Weinstein: Let’s look at that term, “disability.” I’ve heard, in an attempt to minimize the sting of being disabled, people use phrases like “differently abled.” What’s your take on that?
Muderick: Sometimes I feel like it’s politically correct, but I do understand that people who have endured a lifetime of pain and stigma would probably like to choose a different word.
There’s one gentleman, Justin, who works out of a vocational facility. He’s been with us for many, many years. He works on our product every single day. He puts labels on cans, and he has autism. Is he able to have an apartment by himself, transport himself, manage his finances? No. He has a disability. He cannot do those things on his own. Can he apply stickers straight, by hand, faster than any human being I have ever seen? Yes, he can. He can do it faster than me, and I’ve been doing it for 20 years. He can do it faster than you after years of practice.

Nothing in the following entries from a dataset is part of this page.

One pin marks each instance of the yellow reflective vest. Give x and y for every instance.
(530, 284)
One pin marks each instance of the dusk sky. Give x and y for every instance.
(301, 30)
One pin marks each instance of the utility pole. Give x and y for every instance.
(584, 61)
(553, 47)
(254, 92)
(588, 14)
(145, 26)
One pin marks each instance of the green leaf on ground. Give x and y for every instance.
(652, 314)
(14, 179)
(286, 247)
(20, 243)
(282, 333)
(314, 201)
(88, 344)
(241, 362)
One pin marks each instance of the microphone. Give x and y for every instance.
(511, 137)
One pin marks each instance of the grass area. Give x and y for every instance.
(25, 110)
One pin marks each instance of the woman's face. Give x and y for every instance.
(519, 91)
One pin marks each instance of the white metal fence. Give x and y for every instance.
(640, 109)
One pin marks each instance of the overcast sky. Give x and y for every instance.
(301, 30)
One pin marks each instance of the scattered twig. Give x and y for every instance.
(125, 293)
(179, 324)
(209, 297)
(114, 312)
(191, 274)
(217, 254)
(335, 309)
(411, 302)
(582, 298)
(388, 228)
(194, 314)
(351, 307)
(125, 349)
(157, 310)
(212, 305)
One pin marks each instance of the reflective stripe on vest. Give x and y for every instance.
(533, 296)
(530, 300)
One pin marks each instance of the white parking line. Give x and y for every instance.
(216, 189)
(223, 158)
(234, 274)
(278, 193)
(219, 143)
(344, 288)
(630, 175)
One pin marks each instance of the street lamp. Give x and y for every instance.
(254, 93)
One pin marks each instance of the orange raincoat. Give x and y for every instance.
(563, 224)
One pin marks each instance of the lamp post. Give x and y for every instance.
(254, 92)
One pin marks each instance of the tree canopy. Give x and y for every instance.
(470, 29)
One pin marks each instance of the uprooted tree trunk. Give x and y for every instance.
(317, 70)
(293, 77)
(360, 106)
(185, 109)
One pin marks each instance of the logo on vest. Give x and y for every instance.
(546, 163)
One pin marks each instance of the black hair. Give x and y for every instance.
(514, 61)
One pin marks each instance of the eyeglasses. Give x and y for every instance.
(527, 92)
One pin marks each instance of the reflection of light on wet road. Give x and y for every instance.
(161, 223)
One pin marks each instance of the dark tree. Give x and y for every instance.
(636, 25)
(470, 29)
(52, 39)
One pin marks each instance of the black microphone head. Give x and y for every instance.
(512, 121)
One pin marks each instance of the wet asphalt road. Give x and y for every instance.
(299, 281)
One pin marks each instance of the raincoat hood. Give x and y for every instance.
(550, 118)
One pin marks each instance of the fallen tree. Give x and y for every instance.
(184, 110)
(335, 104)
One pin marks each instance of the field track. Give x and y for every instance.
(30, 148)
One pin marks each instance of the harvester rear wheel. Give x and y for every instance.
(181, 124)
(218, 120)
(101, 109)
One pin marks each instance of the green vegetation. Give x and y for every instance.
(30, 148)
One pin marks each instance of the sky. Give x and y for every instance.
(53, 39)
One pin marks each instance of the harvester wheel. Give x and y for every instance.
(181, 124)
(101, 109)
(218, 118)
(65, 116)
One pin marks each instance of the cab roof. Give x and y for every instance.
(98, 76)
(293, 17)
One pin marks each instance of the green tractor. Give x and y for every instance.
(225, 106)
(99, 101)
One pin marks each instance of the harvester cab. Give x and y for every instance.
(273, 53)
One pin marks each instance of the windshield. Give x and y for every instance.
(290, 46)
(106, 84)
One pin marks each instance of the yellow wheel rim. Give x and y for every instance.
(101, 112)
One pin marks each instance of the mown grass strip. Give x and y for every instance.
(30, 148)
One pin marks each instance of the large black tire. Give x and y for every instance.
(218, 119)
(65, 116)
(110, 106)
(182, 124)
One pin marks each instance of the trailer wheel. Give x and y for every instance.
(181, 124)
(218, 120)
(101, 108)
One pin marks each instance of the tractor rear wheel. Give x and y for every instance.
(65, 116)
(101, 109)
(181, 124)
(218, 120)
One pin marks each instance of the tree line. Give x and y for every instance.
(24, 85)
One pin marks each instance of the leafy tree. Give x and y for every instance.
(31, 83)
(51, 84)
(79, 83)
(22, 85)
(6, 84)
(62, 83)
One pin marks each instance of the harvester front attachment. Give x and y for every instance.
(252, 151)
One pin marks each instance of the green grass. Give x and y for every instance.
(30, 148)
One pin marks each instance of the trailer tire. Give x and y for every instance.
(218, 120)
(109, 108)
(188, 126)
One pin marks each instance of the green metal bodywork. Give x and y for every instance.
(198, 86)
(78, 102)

The work that Justin does typically is putting stickers on. In that narrow domain, he doesn’t have a disability. He has a super-ability.
But in all these other areas, he absolutely has a disability. So my answer is, “It’s complicated.” And it’s even more complicated because you can ask a person with blindness, “How would you like me to refer to you?”
Muderick: But for someone like Justin, he doesn’t have that part of his brain kind of thinking about that. It’s hard to ask. And so someone else has to make it up.
Weinstein: What he does could be automated, but you choose not to do so. Why?
Muderick: When we started, I did everything by hand. Then we started integrating machinery and tooling into our facilities to be able to produce the product. The vast majority of the work is still done by hand.
As we grew, it didn’t make sense to me to say, “Thank you to all of my customers who have supported all of our workers with disabilities. Thank you to all of these individuals who have gotten us to be a successful global brand. We are replacing you all with a machine.”
Weinstein: So you do use automation, but selectively.
Muderick: Yes. But as we’ve continued to build out our automation, we’re aware that we’re also building a brand. On every can it says that we work as a team with individuals with intellectual and physical disabilities to develop economic self-sufficiency.
You like the product. The product is fun. You use it because it’s great. But also there’s something more. That’s what our brand is.
Weinstein: Were social justice issues were a part of your family culture or discussions?
Muderick: I grew up in a fairly religious Conservative Jewish household. One of the most basic ideas in Jewish theology is Tikkun Olam, which means the world is broken and it’s our job to fix it. We fell from grace. We fell out of the Garden of Eden. The world is broken, and if you’re not willing to try and make it better, then it’s just going to stay broken.
Weinstein: Last question. In 50 words or less, why should readers actively seek to hire people with disabilities?
Muderick: As with any kind of diversity, individuals with disabilities bring a unique perspective on the world. It can add to your workplace in ways that you cannot predict or anticipate.
This interview was edited and condensed.